Even better, they double as weather protectors too.

If rain or snow starts to fall in wintertime, then you can extend the awning to enjoy the shelter it provides. Be careful in strong winds, though. Unsecured awnings will be swept up and away, causing potential damage in the process.

Shutters

Shutters can do a great job of keeping the sun off your windows too.

Assuming they're well-fitted and made from high-quality materials, they should stop the sunlight coming in. Nicely, they're attractive as well- not to mention a means of protecting your property in hurricanes and against intruders.

However, a downside of shutters is that they're all-or-nothing shading solutions.

You're either blocking all of the sunlight out or letting all of it in!

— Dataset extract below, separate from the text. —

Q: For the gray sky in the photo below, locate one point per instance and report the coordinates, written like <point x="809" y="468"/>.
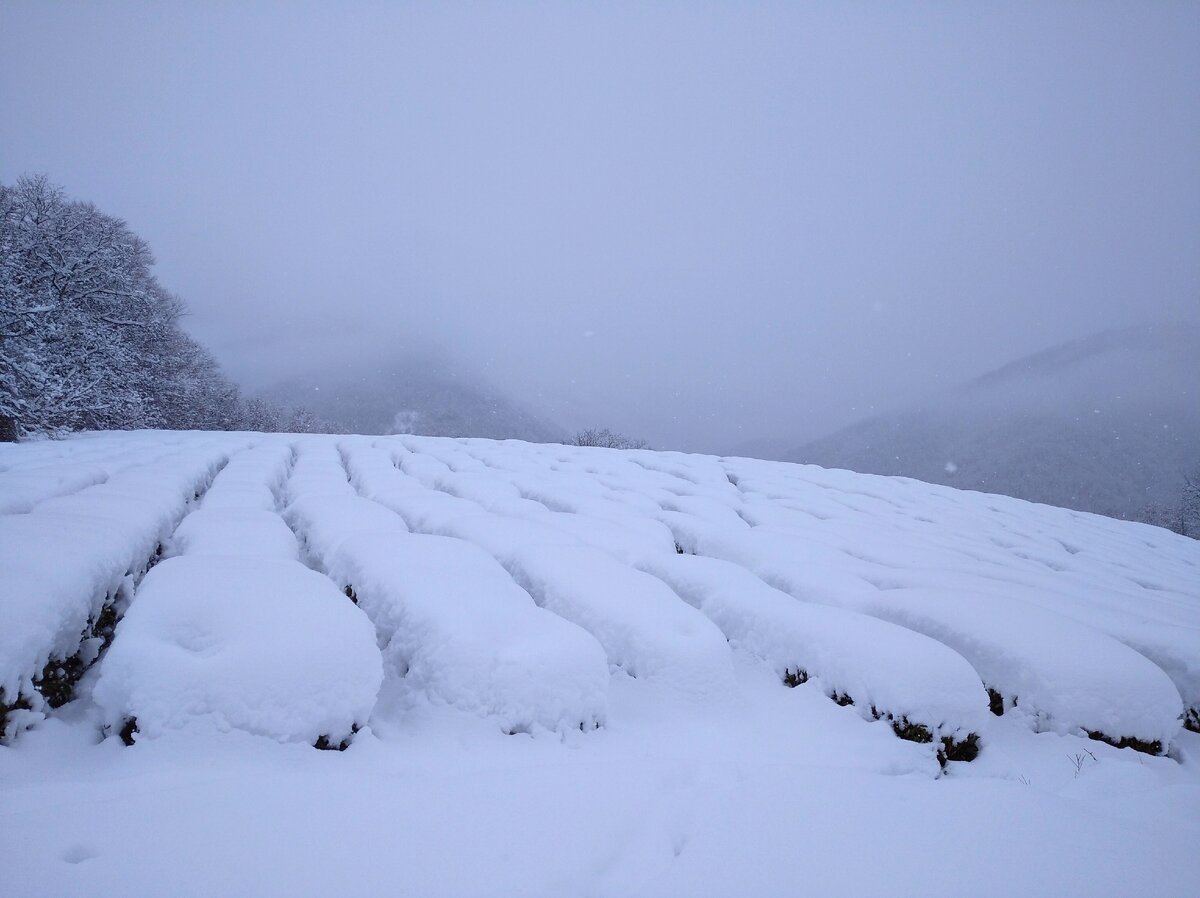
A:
<point x="697" y="223"/>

That's unideal for anyone who wants to enjoy the view while staying cool indoors.

Of course, you can open shutters to varying degrees in fair weather. But you can only secure them in place when they're fully open or closed. If the wind picks up, they'll be swinging and banging in the breeze.

Don't Forget Glazing

Stopping the sunlight from hitting your windows isn't the only way to keep your home cooler inside.

The nature of the window itself makes a crucial difference too. Installing windowpanes that are either double or triple-glazed will provide high-quality insulation and energy efficiency.

The result?

Sunlight will still hit the glass, but its heat will be less able to get through. You get all the benefits of sunlight streaming in, with none of the overbearing temperatures. Even better, new windows with modern frames and extra glazing will stop the fresh, air-conditioned air from escaping too.

You'll be able to cool your tiny home more easily, which will help reduce your energy costs. Another option with similar results is window tinting or film.

Time to Shade Your Outside Windows

Sunlight's a two-edged sword for homeowners.

On the one hand, it creates beautiful light inside the house, brightening the mood and creating an airy sense of space in the process. On the other, though, it can cause your home to overheat and require expensive air-conditioning to regulate the temperature.

Vina's tiny house - click to see more!

Looking for solutions to stop that happening? Installing shades on your outside windows is an effective way to do it!

A final multifunctional consideration is a sun-shade canopy.

It can both provide refreshing shade for your tiny house patio, and with clever placement, it can block some direct sunlight from entering your windows.